LGBTQ groups, as well as parents and students, sued the state of Florida and its Republican governor on March 31 over the newly signed legislation dubbed as “Don’t Say Gay” law by critics.
Over a dozen LGBTQ advocates filed the federal lawsuit in the U.S. District Court for the Northern District of Florida, arguing that the Parental Rights in Education law or HB 1557 “is an unlawful attempt to stigmatize, silence, and erase LGBTQ people in Florida’s public schools.”
“Through H.B. 1557, Florida would deny to an entire generation that LGBTQ people exist and have equal dignity.
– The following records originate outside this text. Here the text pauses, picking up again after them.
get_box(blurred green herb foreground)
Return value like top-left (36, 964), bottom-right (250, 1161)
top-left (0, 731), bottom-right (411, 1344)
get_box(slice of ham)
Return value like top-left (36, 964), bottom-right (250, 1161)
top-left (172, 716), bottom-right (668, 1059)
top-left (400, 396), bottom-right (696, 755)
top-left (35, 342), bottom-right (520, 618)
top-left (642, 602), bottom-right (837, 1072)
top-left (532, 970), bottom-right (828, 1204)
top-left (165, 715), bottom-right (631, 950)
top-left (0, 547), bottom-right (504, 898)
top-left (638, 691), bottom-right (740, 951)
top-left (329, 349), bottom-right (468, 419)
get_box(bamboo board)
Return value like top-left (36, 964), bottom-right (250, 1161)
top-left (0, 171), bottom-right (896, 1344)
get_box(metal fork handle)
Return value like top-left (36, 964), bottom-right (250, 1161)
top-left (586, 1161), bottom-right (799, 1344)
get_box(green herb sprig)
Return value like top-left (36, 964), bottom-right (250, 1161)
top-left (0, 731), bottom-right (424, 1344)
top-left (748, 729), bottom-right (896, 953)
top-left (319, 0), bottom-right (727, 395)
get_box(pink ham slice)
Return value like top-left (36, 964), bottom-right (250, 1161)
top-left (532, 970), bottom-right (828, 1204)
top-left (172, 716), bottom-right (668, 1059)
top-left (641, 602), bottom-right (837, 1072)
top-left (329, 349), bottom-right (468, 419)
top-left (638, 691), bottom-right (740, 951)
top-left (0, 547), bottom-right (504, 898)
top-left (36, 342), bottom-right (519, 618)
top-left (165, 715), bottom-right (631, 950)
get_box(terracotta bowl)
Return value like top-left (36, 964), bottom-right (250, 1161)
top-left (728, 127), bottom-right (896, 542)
This effort to control young minds through state censorship — and to demean LGBTQ lives by denying their reality — is a grave abuse of power,” the 80-page complaint read.
Attorneys for the New York-based firm Kaplan Hecker & Fink LLP and the National Center for Lesbian Rights on behalf of Equality Florida and Family Equality, as well as several Florida families, filed the complaint.
The legislation, signed by Florida Governor Ron DeSantis on March 28, will ban classroom instruction on sexual orientation or gender identity through third grade when it takes effect on July 1.
The lawsuit argues that the legislation violates the constitutionally protected rights of free speech, equal protection, and due process of students and families.
The lawsuit also pointed out the “vagueness” of the legislation, saying that “nobody knows exactly what the statutory language covers.”
DeSantis’ Communications Director Taryn Fenske called the lawsuit a “political Hail-Mary to undermine parental rights in Florida.”
“This calculated, politically motivated, virtue-signaling lawsuit is meritless, and we will defend the legality of parents to protect their young children from sexual content in Florida public schools,” Fenske said in a statement.